Wednesday, 21 November 2012

Running from depression

I don't think I've ever had a depression. But I know I have been depressed.

Life has never collapsed on me and left me weeping on the floor. But I have had periods of immense sadness and I've experienced anger and despair directed towards almost all elements in my life.

I was about 17. I was in high school, I had a boyfriend and a few close female friends. I was busy at school, playing handball, working. My life was generally OK. And when I came home from school, I cried for an hour. Every day. My boyfriend and my best friend told me to see my GP, who referred me to a psychiatrist. My best friend, also 17 and always very wise, was convinced I was depressed because of the way my father was bringing me up. Now this seems ridiculous, but 17 was the age of teenage showdown for me, and for some odd reason, I targeted my father. Neither my showdown or the psychiatrist (who was told by the patient that the reason was the patients father) had any effect on my moods. They did however fade after a while.

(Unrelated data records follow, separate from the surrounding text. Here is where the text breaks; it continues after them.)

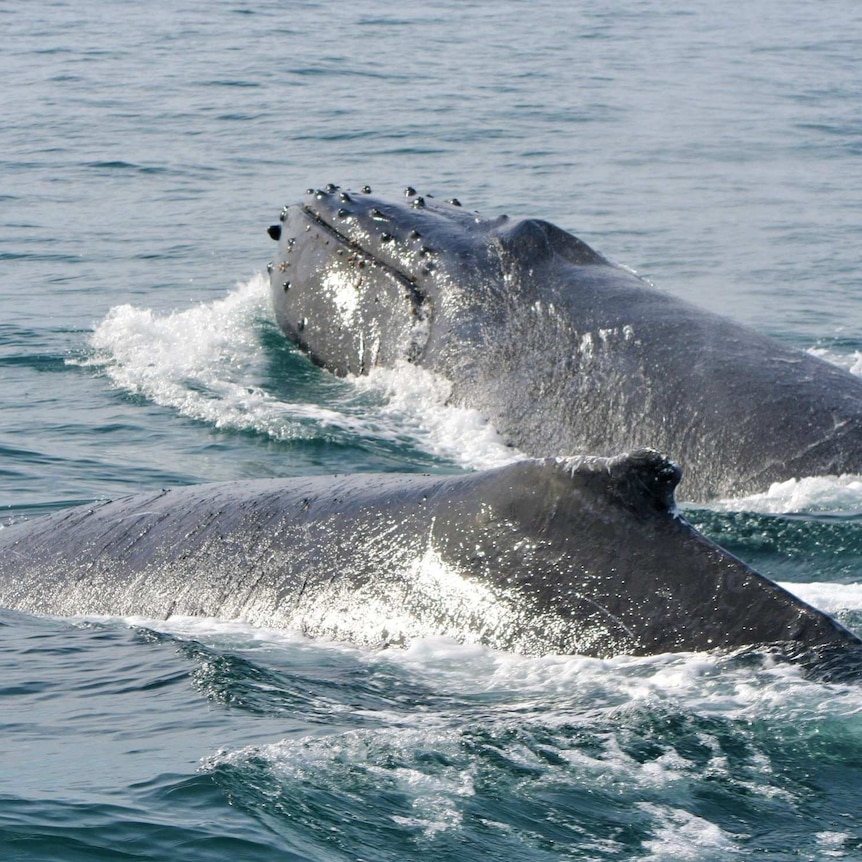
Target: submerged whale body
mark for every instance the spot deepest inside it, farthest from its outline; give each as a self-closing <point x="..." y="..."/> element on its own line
<point x="580" y="555"/>
<point x="561" y="350"/>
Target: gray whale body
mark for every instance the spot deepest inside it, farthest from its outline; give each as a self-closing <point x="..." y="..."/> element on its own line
<point x="561" y="350"/>
<point x="580" y="555"/>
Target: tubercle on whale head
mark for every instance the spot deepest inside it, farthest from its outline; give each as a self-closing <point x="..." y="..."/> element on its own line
<point x="416" y="233"/>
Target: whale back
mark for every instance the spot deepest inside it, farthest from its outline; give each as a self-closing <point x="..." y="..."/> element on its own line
<point x="583" y="555"/>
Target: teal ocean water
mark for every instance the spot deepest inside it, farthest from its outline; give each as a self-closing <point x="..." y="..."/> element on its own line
<point x="144" y="149"/>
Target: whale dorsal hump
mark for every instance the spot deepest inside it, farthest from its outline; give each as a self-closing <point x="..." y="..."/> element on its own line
<point x="532" y="239"/>
<point x="642" y="481"/>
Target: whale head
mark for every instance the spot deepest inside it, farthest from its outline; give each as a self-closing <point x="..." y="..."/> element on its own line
<point x="358" y="279"/>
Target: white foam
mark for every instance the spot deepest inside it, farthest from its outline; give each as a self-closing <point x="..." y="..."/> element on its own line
<point x="851" y="362"/>
<point x="679" y="836"/>
<point x="810" y="494"/>
<point x="829" y="597"/>
<point x="417" y="400"/>
<point x="206" y="362"/>
<point x="201" y="361"/>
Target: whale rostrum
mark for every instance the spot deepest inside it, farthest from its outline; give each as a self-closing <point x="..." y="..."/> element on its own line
<point x="563" y="351"/>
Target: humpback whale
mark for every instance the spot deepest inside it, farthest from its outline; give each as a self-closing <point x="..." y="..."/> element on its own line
<point x="583" y="555"/>
<point x="563" y="351"/>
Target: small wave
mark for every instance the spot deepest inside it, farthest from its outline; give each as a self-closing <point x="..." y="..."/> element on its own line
<point x="211" y="363"/>
<point x="851" y="362"/>
<point x="809" y="495"/>
<point x="417" y="400"/>
<point x="829" y="597"/>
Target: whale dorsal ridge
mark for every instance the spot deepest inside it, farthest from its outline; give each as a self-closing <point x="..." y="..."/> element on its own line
<point x="642" y="481"/>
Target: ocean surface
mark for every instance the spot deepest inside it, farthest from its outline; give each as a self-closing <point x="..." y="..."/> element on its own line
<point x="716" y="149"/>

I was 24. I lived in South Africa, studying at the university. I had a boyfriend and a very close friend that I lived with. I had a student job at the university. A couple dramatic life events caused me to be depressed. I was so sad. I didn't cry much, I was just dark inside. I felt hollow and useless. I went to a social worker at the hospital and talked to her. She was nice but it had no effect. Of course we blamed the life events for my mood.

I was 39. Lived with my children. Had a partner, a demanding job and a large social circle (and the usual few close friends). Every Saturday, I cried. There was no energy left. I went to see my GP but I told him I was depressed because my son was showing signs of Asperger and that stressed me. So my GP told me what to do about my son and not what to do about me.

In between there are countless episodes of sadness, social anxiety, insomnia. Generally, my life has been as described at those three points in time: busy in the successful way. But the depression has always been there, lurking in the background, and striking when I was too busy to notice.

What also happens is that if my mind is idle, I start looping. Something somebody said or did keeps coming back to me and bothers me. Something my husband says makes me angry, though with a considerable time delay. So he says something without thinking and the next day I write him a spluttering e-mail. The more prone to depression I am, the more frequently this happens.

I once got anti-depressants. Not for depression but for insomnia. They made me gain weight and I also became cynical. So I stopped.

I self-medicate: I excercise. I run. I run from depression. Some days I go to the gym, but I need to have cardiovascular excercise for at least 20-25 minutes, at least four times per week. Yes I still loop. And sometimes I can't sleep. But I am much more stable mood-wise now. And the episodes mentioned above taught me at least one thing: depression comes from inside. It's nobody elses fault. Not my fathers fault, not the life events, not my son. In fact it is not even my mothers fault. I take responsibility; and I run!